Stochastic Localization via Iterative Posterior Sampling
Louis Grenioux, Maxence Noble, Marylou Gabrié, Alain Oliviero Durmus
TL;DR
This work tackles sampling from unnormalized densities by leveraging Stochastic Localization (SL), which uses an observation process Y_t that reveals X∼π through a time-dependent drift. It introduces SLIPS, a learning-free sampler that discretizes the SL dynamics and estimates the denoiser at each step via Monte Carlo posterior sampling, anchored by an SNR-driven, adaptive time discretization. A key theoretical contribution is the duality of log-concavity, which identifies a sweet spot t_0 balancing tractable initialization with reliable posterior sampling even for non-log-concave targets; this enables practical initialization and robust MC estimation. Empirically, SLIPS demonstrates strong performance on high-dimensional Gaussian mixtures, Bayesian logistic regression, and a φ^4 lattice field model, often outperforming state-of-the-art density-based samplers while requiring minimal tuning and no parametric score models.
Abstract
Building upon score-based learning, new interest in stochastic localization techniques has recently emerged.
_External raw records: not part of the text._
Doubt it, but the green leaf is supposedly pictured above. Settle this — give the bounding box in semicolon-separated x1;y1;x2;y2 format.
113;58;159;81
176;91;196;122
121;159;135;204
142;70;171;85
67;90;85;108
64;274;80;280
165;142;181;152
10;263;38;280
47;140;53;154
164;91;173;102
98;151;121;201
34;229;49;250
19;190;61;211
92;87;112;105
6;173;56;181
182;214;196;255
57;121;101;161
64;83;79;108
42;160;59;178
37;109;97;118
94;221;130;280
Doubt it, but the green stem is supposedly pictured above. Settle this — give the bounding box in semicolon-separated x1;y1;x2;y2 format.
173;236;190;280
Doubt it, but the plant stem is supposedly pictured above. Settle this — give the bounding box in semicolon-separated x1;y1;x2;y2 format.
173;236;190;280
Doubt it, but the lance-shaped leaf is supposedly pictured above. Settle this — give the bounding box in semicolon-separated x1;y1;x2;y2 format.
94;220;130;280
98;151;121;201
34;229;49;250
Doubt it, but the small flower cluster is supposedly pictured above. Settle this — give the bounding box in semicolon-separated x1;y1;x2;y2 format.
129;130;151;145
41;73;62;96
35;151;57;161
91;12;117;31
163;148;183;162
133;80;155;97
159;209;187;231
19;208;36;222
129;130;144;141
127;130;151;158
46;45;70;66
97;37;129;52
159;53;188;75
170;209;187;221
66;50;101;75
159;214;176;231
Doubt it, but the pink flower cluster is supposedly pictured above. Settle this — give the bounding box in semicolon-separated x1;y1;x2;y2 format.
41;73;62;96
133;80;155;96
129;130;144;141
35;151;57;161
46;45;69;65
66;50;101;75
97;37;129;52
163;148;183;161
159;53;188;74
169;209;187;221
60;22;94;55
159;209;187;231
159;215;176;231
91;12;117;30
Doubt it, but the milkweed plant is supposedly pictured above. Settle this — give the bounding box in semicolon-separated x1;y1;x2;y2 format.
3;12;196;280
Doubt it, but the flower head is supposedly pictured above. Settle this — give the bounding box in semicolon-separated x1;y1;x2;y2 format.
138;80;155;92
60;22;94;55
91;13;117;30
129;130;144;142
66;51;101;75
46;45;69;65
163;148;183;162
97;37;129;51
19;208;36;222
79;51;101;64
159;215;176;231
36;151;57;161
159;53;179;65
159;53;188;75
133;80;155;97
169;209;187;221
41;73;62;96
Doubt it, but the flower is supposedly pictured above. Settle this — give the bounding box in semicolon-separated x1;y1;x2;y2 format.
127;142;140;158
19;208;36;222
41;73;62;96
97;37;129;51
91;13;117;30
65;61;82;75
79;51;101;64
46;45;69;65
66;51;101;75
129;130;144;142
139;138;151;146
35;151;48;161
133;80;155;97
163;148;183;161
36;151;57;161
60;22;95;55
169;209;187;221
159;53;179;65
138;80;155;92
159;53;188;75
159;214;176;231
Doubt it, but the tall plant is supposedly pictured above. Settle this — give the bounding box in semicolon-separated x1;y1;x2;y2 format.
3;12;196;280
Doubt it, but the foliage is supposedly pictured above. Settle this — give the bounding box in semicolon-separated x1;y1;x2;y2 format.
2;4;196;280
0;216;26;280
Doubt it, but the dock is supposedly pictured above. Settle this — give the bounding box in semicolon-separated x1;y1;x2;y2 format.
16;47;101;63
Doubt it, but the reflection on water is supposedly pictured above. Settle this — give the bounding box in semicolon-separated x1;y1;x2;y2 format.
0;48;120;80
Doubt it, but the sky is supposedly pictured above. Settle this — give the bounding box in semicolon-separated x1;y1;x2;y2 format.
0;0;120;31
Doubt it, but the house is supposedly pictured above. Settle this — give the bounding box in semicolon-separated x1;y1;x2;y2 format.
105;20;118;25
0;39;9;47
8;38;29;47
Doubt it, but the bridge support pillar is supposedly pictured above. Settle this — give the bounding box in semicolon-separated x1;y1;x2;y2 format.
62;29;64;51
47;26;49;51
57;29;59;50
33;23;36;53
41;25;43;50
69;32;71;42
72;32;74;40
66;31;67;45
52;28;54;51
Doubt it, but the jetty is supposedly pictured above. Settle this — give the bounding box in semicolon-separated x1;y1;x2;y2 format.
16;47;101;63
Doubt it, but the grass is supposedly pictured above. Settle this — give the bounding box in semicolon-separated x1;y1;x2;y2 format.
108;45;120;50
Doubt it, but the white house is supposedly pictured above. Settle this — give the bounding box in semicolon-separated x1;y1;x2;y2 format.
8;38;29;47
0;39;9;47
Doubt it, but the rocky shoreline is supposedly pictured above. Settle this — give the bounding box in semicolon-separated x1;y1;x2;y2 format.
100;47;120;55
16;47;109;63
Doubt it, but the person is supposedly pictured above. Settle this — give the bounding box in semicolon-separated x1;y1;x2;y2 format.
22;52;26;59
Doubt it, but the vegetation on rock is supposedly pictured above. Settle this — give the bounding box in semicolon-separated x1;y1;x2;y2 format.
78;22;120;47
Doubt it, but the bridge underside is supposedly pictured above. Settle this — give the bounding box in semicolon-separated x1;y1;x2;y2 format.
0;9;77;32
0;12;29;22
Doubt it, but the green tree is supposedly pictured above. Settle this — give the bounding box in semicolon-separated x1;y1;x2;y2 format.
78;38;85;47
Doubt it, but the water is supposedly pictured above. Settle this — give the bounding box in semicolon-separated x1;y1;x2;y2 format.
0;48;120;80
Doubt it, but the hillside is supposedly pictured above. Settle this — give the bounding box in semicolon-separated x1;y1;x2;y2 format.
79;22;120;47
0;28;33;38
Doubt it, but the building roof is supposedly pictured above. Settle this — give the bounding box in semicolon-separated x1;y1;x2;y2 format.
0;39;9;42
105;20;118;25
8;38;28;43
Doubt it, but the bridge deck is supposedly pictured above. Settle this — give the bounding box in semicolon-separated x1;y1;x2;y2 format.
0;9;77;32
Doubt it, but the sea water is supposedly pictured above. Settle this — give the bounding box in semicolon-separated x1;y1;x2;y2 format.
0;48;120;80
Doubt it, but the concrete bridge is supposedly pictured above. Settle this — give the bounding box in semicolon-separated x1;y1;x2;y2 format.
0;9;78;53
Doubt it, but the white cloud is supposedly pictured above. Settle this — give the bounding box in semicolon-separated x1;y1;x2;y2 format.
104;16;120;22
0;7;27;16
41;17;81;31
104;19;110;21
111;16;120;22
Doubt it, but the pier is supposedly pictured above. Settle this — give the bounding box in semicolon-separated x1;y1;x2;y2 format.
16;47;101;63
In these models, one seeks to noise a sample from the data distribution through a stochastic process, called observation process, and progressively learns a denoiser associated to this dynamics. Apart from specific applications, the use of stochastic localization for the problem of sampling from an unnormalized target density has not been explored extensively. This work contributes to fill this gap. We consider a general stochastic localization framework and introduce an explicit class of observation processes, associated with flexible denoising schedules. We provide a complete methodology, $\textit{Stochastic Localization via Iterative Posterior Sampling}$ (SLIPS), to obtain approximate samples of this dynamics, and as a by-product, samples from the target distribution. Our scheme is based on a Markov chain Monte Carlo estimation of the denoiser and comes with detailed practical guidelines. We illustrate the benefits and applicability of SLIPS on several benchmarks of multi-modal distributions, including Gaussian mixtures in increasing dimensions, Bayesian logistic regression and a high-dimensional field system from statistical-mechanics.